Since I have noticed that people don't really check this one out, I feel that I can write more personal thought here and not fear that certain people will come across it. Thanks TG for helping me see that what I want to share shouldn't be censored because of who may read it, though this isn't my usual blog, it is me...I am nothingness.

It seems bad things always happen to good people. Usually they are people around me, if it is not me myself. Life seems so depressing. Bad things happen every second to someone. You only hear tragedies on the news, when do you hear about someone falling in love, never. Along with my list about being constantly depressed, I don’t mention the fact that I have attempted suicide several times, when I was younger and still constantly think about it. One person alone stops me now, my boy. I once attempted hanging myself with an extension cord but was too tall to do it in my house. Drugs have always helped ease the pain that people sometimes call life. The only problem now is random drug tests. I will always be an outside that no one but a few people like. I am used to it, but the loneliness still hurts. I think that is the worse pain, loneliness, I have spent my whole life alone and it is tragic knowing that I am probably going to continue through life and death the same way. What can I do to change this? Be the person everyone likes, by being someone else?
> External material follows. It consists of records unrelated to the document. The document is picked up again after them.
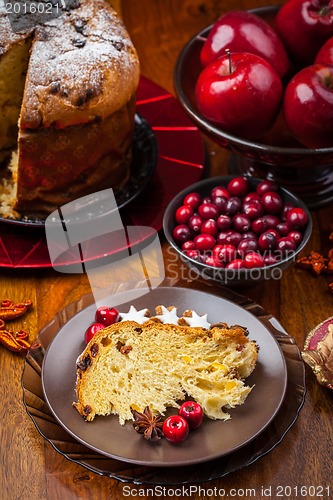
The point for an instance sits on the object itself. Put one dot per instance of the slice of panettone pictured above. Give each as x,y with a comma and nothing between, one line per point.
130,365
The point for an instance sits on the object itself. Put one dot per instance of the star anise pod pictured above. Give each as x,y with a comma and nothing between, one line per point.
145,423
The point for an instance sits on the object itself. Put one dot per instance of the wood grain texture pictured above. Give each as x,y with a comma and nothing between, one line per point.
29,466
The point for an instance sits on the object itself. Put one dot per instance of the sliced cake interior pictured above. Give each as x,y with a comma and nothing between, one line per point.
133,366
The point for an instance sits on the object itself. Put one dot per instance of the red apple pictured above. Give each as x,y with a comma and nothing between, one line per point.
303,26
241,95
308,106
241,31
325,55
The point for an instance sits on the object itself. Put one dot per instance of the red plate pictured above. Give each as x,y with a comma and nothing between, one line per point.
180,163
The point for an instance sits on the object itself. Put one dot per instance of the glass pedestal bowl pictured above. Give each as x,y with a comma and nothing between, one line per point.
306,172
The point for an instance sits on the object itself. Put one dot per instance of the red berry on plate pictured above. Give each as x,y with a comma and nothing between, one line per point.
106,315
204,242
183,214
90,332
253,260
181,233
192,254
297,218
220,191
209,227
286,208
224,222
272,202
221,203
283,229
175,429
195,223
252,196
235,264
233,206
286,245
241,223
208,211
225,253
212,261
193,200
192,412
267,241
247,246
188,245
259,225
238,187
266,186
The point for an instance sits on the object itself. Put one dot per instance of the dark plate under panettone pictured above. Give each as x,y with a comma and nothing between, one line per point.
144,161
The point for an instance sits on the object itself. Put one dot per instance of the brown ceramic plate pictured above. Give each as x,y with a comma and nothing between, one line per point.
214,438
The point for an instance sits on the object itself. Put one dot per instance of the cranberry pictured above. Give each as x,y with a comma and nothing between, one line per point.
106,315
90,332
233,237
267,241
193,200
175,429
247,246
192,412
270,259
212,261
235,264
222,238
221,203
286,245
195,223
272,221
250,235
188,245
241,223
297,218
272,202
296,236
266,186
259,225
183,214
253,260
283,229
220,191
253,210
251,197
233,206
204,242
286,208
181,233
225,253
238,187
208,211
209,227
275,233
192,254
224,222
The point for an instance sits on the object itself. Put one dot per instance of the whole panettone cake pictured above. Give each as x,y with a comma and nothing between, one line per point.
70,84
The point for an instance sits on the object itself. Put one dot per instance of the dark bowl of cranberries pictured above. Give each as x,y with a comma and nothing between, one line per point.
237,231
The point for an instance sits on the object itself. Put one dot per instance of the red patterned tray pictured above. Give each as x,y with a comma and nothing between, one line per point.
180,163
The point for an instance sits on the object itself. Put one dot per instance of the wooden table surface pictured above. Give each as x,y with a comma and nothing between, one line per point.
30,468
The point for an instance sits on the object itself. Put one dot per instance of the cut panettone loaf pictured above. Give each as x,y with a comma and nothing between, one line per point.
67,101
130,365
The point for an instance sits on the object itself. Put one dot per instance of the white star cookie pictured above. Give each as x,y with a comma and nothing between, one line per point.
196,320
168,315
134,315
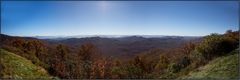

I am stuck being me, the person who says stupid shit and then kicks himself in the ass after I am home by myself overanalyzing the reason I wasn’t asked to hang out again. I realize that I ruin every opportunity that comes my way, afraid to ask a girl out and sound childish. I am pathetic. But I am me; no one can take that from me. All I can do is hope that I can come across a shy woman who is the same way and hope that I have the balls to step up and see that this is the time to act. Someday perhaps.